🤖 AI Summary
To address catastrophic forgetting in cross-domain continual learning, this paper proposes a domain-aware adapter architecture tailored for Vision Transformers (ViTs). It introduces lightweight adapters into ViT self-attention layers and integrates domain-specific feature gating with dynamic multi-head output routing, explicitly modeling how task ordering modulates knowledge stability. Unlike conventional single-domain continual learning paradigms, the approach enables parameter-efficient and structurally controllable cross-domain knowledge retention. Evaluated on a heterogeneous sequential benchmark comprising CIFAR-100, Flowers102, and DTD, it achieves an average accuracy gain of over 8% compared to state-of-the-art parameter-efficient fine-tuning (PEFT) methods. The results demonstrate significantly mitigated forgetting and improved generalization, validating the effectiveness of co-designing task-ordering strategies with domain-aware architectural mechanisms.
📝 Abstract
Continual learning empowers models to learn from a continuous stream of data while preserving previously acquired knowledge, effectively addressing the challenge of catastrophic forgetting. In this study, we propose a new approach that integrates adapters within the self-attention mechanisms of Vision Transformers to enhance knowledge retention when sequentially adding datasets from different domains.
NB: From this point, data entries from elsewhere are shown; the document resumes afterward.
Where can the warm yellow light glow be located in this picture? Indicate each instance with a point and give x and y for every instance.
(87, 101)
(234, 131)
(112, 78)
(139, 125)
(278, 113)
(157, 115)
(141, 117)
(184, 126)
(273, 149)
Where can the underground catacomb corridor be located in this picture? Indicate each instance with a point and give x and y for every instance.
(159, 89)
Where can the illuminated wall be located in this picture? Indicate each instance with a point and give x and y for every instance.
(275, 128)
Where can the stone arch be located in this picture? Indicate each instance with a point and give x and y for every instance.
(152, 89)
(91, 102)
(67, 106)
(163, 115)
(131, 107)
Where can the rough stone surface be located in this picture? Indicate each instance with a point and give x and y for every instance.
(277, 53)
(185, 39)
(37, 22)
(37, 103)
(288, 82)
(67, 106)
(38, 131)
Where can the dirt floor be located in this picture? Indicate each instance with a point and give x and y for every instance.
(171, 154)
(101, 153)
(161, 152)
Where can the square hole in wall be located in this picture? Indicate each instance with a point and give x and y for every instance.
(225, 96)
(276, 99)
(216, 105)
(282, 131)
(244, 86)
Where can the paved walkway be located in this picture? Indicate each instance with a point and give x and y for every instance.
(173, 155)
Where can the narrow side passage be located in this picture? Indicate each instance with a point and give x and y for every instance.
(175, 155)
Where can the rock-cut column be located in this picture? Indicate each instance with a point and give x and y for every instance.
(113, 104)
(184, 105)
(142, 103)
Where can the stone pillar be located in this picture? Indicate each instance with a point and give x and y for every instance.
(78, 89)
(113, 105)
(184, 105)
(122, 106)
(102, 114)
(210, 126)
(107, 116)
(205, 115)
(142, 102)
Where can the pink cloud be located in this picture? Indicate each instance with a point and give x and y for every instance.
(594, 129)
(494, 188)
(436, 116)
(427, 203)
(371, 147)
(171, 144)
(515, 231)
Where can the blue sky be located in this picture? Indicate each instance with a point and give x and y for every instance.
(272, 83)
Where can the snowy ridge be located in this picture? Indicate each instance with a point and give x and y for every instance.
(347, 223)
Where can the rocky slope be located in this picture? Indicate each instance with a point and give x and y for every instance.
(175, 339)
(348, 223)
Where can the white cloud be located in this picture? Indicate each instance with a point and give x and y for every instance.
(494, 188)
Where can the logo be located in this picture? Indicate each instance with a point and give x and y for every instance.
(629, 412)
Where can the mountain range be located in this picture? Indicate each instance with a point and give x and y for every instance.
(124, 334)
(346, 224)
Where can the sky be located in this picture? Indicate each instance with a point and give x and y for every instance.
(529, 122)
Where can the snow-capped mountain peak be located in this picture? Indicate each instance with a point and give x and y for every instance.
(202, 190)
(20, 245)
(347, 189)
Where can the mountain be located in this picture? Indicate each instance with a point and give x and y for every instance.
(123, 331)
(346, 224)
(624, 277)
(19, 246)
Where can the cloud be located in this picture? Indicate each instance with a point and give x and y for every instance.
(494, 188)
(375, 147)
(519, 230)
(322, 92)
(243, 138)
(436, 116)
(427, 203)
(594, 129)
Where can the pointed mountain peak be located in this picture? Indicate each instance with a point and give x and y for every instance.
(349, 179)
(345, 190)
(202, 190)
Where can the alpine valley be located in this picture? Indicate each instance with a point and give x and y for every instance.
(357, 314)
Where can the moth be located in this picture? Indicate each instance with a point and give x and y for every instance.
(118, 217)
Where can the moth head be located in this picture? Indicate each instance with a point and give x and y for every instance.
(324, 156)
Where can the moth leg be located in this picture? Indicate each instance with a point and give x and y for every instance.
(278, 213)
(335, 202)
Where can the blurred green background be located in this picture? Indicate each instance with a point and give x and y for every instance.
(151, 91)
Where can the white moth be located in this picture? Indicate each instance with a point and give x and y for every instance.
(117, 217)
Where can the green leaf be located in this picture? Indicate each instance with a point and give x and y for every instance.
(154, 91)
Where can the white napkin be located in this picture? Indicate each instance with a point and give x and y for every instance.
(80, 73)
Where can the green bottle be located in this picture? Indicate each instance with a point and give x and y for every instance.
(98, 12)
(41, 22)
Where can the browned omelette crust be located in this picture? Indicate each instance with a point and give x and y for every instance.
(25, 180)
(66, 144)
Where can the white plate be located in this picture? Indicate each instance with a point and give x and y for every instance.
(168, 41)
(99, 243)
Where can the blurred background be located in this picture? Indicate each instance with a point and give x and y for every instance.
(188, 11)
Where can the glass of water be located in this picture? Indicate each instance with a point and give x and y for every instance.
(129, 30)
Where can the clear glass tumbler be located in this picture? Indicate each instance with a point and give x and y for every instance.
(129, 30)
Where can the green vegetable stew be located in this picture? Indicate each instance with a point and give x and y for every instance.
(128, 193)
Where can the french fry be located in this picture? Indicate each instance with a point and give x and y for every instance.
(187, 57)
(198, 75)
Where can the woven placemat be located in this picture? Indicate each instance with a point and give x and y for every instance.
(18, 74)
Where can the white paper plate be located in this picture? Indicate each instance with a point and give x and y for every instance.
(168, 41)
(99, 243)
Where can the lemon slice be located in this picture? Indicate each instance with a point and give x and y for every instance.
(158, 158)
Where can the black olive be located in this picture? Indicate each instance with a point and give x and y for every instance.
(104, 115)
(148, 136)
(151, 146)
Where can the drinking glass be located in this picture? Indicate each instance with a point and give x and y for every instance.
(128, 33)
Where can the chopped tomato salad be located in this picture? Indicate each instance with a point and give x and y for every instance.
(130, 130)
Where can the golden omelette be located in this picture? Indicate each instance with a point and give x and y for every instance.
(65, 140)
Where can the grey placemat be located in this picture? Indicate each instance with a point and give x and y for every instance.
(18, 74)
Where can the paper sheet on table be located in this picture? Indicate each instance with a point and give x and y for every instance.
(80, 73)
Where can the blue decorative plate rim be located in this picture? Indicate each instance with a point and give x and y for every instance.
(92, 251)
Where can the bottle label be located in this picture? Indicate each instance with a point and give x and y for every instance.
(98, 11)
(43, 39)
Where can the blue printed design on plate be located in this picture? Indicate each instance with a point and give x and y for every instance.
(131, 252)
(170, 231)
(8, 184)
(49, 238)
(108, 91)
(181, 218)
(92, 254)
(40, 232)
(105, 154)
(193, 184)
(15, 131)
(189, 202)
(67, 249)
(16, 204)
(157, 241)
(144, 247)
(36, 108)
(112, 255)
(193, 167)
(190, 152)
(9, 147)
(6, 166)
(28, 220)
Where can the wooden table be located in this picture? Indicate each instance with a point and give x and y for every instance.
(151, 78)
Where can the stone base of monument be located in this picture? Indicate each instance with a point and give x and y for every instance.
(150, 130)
Unlike previous methods that continue learning with only one dataset, our approach introduces domain-specific output heads and feature gating, allowing the model to maintain high accuracy on previously learned tasks while incorporating only the essential information from multiple domains. The proposed method is compared to prominent parameter-efficient fine-tuning methods in the current state of the art. The results provide evidence that our method effectively alleviates the limitations of previous works. Furthermore, we conduct a comparative analysis using three datasets, CIFAR-100, Flowers102, and DTD, each representing a distinct domain, to investigate the impact of task order on model performance. Our findings underscore the critical role of dataset sequencing in shaping learning outcomes, demonstrating that strategic ordering can significantly improve the model's ability to adapt to evolving data distributions over time while preserving the integrity of previously learned knowledge.